Un 20 de noviembre distinto

Con los acontecimientos recientes en nuestro país da la impresión, al leerlos en la prensa escrita o al escuchar o ver en radio y televisión sobre ellos, que estamos tocando el terreno de lo "abstracto".

Me explico. 43 jóvenes que con toda razón desean sus padres que aparezcan vivos, hasta el Papa Francisco les dio el pésame porque "están muertos"; la explicación del procurador general de la República, sobre las declaraciones de esos "monstruos" que los torturaron y mataron, parecen ser contundentes respecto de su muerte, pero no, este movimiento degeneró en peticiones tan absurdas, como ingenuas.

Hay un dicho que dice "solo conservamos lo que amamos y solo amamos lo que comprendemos". México ha pasado, a través de la historia, por muchos movimientos que la han transformado, afortunadamente no todos con sangre. Para tocar con pie firme el suelo y comprender lo que se debe comprender hay que remitirnos a la "Condecoración por la Patria" que el presidente Enrique Peña Nieto le otorgó al general Salvador Cienfuegos Zepeda, secretario de la Defensa Nacional, por sus 50 años de servicio.

Ello en la ceremonia en el Campo Marte para conmemorar el 104 Aniversario del inicio de la Revolución Mexicana.
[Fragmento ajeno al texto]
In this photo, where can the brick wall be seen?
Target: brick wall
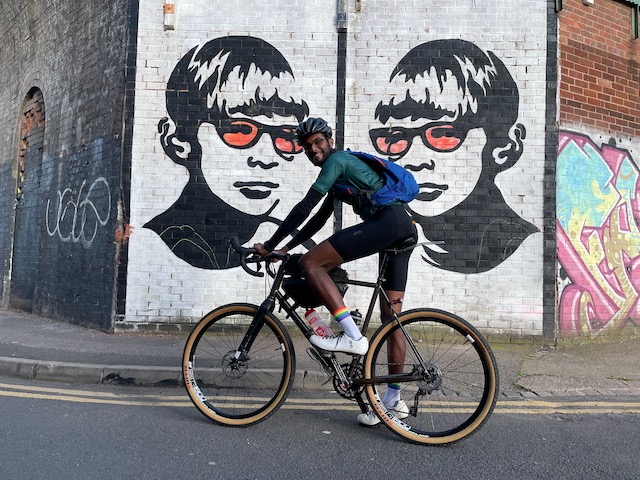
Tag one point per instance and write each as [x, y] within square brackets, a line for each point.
[598, 235]
[190, 191]
[600, 67]
[73, 53]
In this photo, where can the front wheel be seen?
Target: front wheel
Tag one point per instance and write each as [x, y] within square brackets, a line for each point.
[233, 387]
[444, 369]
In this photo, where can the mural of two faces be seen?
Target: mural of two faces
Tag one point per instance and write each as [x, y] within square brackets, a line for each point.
[454, 93]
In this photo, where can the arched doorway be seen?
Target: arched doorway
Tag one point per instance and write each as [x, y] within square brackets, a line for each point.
[28, 210]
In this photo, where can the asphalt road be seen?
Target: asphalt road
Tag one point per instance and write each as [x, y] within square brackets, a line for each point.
[54, 430]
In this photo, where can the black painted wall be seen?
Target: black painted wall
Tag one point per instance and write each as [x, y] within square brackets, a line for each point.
[68, 237]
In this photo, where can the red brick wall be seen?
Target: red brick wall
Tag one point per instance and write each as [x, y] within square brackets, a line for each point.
[599, 66]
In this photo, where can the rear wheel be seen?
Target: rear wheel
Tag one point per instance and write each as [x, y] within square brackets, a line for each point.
[454, 384]
[232, 387]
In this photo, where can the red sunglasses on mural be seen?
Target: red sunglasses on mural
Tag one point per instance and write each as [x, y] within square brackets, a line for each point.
[245, 133]
[396, 141]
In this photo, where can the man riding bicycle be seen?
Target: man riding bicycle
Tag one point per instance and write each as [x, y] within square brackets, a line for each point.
[382, 228]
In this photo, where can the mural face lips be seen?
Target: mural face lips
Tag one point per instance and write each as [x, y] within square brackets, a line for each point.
[249, 190]
[431, 191]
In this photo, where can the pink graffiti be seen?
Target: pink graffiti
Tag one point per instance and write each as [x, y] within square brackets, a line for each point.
[598, 239]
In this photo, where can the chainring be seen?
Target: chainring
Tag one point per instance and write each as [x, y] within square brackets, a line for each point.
[349, 393]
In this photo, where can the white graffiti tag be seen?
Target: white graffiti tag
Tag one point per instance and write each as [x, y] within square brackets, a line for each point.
[76, 218]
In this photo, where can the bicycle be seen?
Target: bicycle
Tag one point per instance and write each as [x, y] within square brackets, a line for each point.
[239, 361]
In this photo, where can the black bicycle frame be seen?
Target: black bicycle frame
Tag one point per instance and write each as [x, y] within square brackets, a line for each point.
[274, 295]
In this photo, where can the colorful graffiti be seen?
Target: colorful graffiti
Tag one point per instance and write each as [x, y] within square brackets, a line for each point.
[597, 236]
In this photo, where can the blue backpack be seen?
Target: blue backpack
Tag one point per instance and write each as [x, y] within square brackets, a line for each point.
[399, 184]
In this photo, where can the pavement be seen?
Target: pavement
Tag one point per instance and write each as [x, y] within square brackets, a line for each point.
[34, 347]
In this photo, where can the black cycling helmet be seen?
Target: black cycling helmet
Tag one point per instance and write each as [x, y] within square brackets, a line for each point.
[309, 127]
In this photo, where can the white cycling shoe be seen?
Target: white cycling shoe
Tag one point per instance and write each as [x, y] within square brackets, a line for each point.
[370, 419]
[341, 343]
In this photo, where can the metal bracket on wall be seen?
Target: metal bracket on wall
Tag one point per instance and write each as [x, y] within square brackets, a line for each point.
[169, 15]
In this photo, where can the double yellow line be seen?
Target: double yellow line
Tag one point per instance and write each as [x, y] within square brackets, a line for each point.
[525, 406]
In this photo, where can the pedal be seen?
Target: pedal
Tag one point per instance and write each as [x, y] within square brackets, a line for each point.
[318, 357]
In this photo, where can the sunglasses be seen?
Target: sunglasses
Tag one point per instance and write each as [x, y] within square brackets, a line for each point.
[245, 133]
[396, 141]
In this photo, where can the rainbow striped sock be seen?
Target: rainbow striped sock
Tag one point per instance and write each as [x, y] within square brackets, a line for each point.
[341, 314]
[346, 322]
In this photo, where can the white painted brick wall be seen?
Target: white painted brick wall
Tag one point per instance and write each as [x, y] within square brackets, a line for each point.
[506, 299]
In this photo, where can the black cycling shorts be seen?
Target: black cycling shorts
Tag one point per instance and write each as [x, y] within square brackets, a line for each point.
[384, 229]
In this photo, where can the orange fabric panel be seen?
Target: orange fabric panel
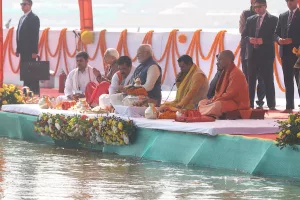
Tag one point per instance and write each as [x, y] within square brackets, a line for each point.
[86, 15]
[1, 46]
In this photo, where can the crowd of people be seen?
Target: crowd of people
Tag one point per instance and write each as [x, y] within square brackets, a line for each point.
[231, 89]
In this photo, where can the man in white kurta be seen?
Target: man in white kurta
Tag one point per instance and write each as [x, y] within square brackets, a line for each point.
[119, 80]
[78, 79]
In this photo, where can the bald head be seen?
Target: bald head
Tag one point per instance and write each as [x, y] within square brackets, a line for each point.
[111, 55]
[144, 52]
[225, 59]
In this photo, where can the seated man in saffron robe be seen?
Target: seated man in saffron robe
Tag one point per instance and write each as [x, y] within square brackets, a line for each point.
[192, 86]
[78, 79]
[231, 92]
[122, 77]
[94, 90]
[149, 73]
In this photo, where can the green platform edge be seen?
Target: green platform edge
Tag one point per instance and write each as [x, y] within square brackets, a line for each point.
[250, 155]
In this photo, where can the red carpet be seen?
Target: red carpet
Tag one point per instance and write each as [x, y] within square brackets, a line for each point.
[53, 92]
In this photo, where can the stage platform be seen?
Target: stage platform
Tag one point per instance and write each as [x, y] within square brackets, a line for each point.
[234, 152]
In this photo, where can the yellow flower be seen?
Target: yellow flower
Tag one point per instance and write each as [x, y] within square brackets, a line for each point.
[120, 125]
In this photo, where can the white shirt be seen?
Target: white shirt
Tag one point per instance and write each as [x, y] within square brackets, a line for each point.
[153, 73]
[293, 12]
[115, 82]
[80, 79]
[262, 19]
[21, 21]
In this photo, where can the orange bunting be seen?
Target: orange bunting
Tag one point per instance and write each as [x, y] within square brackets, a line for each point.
[62, 51]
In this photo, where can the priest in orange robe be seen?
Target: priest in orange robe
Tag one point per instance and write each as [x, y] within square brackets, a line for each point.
[231, 92]
[94, 91]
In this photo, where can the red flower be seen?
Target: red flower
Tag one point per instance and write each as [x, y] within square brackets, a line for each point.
[83, 117]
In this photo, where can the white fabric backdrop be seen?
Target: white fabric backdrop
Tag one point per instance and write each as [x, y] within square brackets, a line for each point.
[159, 41]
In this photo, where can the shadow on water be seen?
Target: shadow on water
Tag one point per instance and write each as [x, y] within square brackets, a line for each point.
[35, 171]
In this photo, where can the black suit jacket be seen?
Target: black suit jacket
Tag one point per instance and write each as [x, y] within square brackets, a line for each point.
[28, 40]
[266, 32]
[294, 32]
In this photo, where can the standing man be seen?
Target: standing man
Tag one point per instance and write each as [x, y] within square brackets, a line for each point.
[27, 41]
[149, 73]
[259, 32]
[288, 36]
[260, 86]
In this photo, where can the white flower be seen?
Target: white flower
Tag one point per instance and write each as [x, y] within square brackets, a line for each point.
[126, 139]
[57, 126]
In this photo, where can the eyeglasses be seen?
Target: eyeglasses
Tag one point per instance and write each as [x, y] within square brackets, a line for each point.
[259, 6]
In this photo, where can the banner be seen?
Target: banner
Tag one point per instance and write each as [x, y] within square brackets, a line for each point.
[86, 15]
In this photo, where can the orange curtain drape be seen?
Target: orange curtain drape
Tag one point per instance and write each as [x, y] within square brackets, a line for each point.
[86, 15]
[1, 46]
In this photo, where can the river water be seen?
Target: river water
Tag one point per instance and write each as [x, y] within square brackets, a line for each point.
[36, 171]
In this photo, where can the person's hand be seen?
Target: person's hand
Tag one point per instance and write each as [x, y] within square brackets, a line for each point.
[96, 72]
[34, 55]
[259, 41]
[121, 89]
[288, 41]
[252, 40]
[163, 108]
[281, 41]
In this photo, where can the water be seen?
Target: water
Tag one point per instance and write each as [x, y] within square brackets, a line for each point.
[35, 171]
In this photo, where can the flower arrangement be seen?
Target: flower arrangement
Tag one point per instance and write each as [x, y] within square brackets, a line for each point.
[104, 129]
[289, 133]
[10, 94]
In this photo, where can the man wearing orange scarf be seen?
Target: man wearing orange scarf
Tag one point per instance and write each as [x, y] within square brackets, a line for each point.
[192, 86]
[231, 91]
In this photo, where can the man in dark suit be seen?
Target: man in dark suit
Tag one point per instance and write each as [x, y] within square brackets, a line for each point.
[260, 85]
[259, 32]
[288, 36]
[27, 41]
Muchos generales mexicanos a quien he tenido el privilegio de conocer aman a nuestro país, uno de ellos me ha escrito en varias ocasiones y comparto con ustedes sus valiosos conceptos:

"El Ejército, nuestra Institución, sigue siendo la fortaleza del Estado Mexicano, por su lealtad institucional, vocación de servicio y resistencia moral, ética y a la crítica de líderes de opinión. Las Fuerzas Armadas siempre van a estar pasando lista de presente mientras la nación así lo requiera y nuestro Comandante Supremo lo ordene. Mi General Secretario hoy está encontrando las puertas para que la Institución continúe sumando la simpatía popular, que como tú sabes es una de nuestras metas institucionales y morales...".

En otro comentario dijo: "Hoy ante el dolor nacional debemos firmar un pacto de honor y desagravio entre todos y con las familias que perdieron a sus hijos, ante la irracional determinación de criminales esquizofrénicos que han dañado la moral social, que levantemos ante tal barbarie la bandera de la solidaridad y unidad nacional, que la justicia se aplique en la intensidad que las leyes determinan para homicidas materiales e intelectuales, cómplices y encubridores y que la nación cierre filas ante el Presidente de la República en aras de seguir adelante con las Reformas Constitucionales y en la transformación de México...".

Es así como piensan y sienten algunos destacados miembros del Ejército Mexicano. Ellos aman y comprenden la historia de nuestro país, nosotros, los civiles, toda la sociedad en conjunto necesitamos hacer lo mismo, analizar las cosas, comprenderlas, trabajar cada uno desde nuestra trinchera por el bien común, por el bien de México, porque aunque conmemoremos nuestra Revolución, propiciar otra es derramar mucha sangre que es el líquidos más difícil de secar, ya que las heridas de la Revolución de 1910 todavía duelen en el recuerdo de muchas familias mexicanas, y han pasado 104 años.

Este 20 de noviembre fue distinto a otros, pero la nueva revolución debe darse en las aulas, en la cultura contemporánea, en la clase política, en la sociedad toda, todos los días.